Of course you don't see our military cutting peoples' heads off.


----------



## MOB (Mar 10, 2005)

removed


----------



## Militant_Tiger (Feb 23, 2004)

Longshot said:


> Some people don't have a sense of humor.
> 
> Of course you don't see our military cutting peoples' heads off.


Right, just one step below. You must realize that the less we seperate ourselves from our enemies in said respect the less people will see us as the good side. We must not use any of their techniques, we are above and better than they are. You teach by example.


----------



## huntin1 (Nov 14, 2003)

Militant_Tiger said:


> Longshot said:
> 
> 
> > Some people don't have a sense of humor.
> ...


Exactly right, teach by example, right up to the point where it becomes glaringly apparent that the example you are using doesn't work, Then you find different means to teach. In the case of some of the people our military is dealing with, they understand one thing, and one thing only, violence. And why not use their techniques once we determine that ours are not working. I bet you would like to see fur lined handcuffs for our criminals here at home too.

I'm not sure how far it should go, I'm not there dealing with the crap that they are on a daily basis. I'm also not sure of Bubba's meaning here, it looks more like a metaphor, like he is saying we need to use methods that the insurgents understand and that will ensure the safety of our troops.

huntin1


----------



## Militant_Tiger (Feb 23, 2004)

> And why not use their techniques once we determine that ours are not working. I bet you would like to see fur lined handcuffs for our criminals here at home too.


If you we the same barbaric techniques as our enemies, what exactly makes us better than them? In that case they may as well be the ones invading us, it would make no difference.

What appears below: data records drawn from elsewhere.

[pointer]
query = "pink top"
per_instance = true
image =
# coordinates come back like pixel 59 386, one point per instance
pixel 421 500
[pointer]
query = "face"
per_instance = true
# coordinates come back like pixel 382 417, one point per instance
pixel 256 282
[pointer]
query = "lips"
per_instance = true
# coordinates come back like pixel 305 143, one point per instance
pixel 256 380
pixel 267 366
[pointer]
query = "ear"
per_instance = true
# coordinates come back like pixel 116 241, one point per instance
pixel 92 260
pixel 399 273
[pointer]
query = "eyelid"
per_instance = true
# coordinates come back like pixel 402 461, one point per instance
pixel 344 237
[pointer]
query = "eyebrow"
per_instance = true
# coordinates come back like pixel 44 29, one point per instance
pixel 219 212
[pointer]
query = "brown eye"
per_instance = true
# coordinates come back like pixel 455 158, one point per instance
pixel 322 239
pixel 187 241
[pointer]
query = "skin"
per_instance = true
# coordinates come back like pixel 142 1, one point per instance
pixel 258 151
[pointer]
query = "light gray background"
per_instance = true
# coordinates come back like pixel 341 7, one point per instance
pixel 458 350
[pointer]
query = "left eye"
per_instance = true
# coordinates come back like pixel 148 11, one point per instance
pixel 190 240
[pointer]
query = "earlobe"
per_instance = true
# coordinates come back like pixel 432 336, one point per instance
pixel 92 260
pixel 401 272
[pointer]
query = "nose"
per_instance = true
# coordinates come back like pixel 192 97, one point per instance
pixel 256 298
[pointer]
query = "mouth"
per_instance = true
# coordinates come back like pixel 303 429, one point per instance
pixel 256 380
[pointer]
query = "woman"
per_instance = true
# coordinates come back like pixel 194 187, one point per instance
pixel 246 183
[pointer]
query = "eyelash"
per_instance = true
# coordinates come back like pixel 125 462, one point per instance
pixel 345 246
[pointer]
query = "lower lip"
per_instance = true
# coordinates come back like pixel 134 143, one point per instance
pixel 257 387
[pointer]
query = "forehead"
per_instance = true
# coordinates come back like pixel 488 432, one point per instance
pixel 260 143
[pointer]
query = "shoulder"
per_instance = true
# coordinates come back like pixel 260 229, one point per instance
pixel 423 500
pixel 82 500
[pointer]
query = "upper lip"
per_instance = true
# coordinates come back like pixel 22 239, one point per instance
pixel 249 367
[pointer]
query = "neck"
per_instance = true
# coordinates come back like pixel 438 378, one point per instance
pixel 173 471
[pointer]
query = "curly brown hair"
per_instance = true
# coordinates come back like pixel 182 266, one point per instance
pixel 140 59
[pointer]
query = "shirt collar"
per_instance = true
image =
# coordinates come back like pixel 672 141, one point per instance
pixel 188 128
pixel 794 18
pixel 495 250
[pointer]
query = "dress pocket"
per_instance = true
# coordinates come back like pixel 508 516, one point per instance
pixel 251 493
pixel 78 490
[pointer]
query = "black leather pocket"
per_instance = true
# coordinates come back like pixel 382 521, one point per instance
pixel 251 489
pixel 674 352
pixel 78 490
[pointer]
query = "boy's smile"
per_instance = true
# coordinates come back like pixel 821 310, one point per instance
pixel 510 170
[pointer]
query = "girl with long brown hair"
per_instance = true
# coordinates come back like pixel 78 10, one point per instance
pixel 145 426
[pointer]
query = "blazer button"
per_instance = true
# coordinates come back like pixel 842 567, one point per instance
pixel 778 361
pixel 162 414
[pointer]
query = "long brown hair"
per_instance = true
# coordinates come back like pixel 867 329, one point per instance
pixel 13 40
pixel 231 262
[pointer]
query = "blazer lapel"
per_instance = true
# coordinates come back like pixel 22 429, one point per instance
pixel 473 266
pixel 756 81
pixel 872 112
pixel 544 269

As to the deterent, I suppose we could relate it to capital punishment here. It really does not deter crime, just as it won't deter violence over there. It will simply make us look like the bad guys.


----------



## Plainsman (Jul 30, 2003)

The original joke was moderately humorous, but the people who took it serious are absolutely hilarious. Wow, has anyone heard of black humor. As if anyone, in their right mind, is going to torture someone. Hunt1 is perhaps the closest to what Bubba was inferring.

I think everyone on this site is intelligent, therefore the only explanation is some want to take it serious, or at least set up the pretense that those who normally oppose their views are so Neanderthal that they would resort to torture. No sorry fellows, you don't have the corner on compassion or humanitarian values.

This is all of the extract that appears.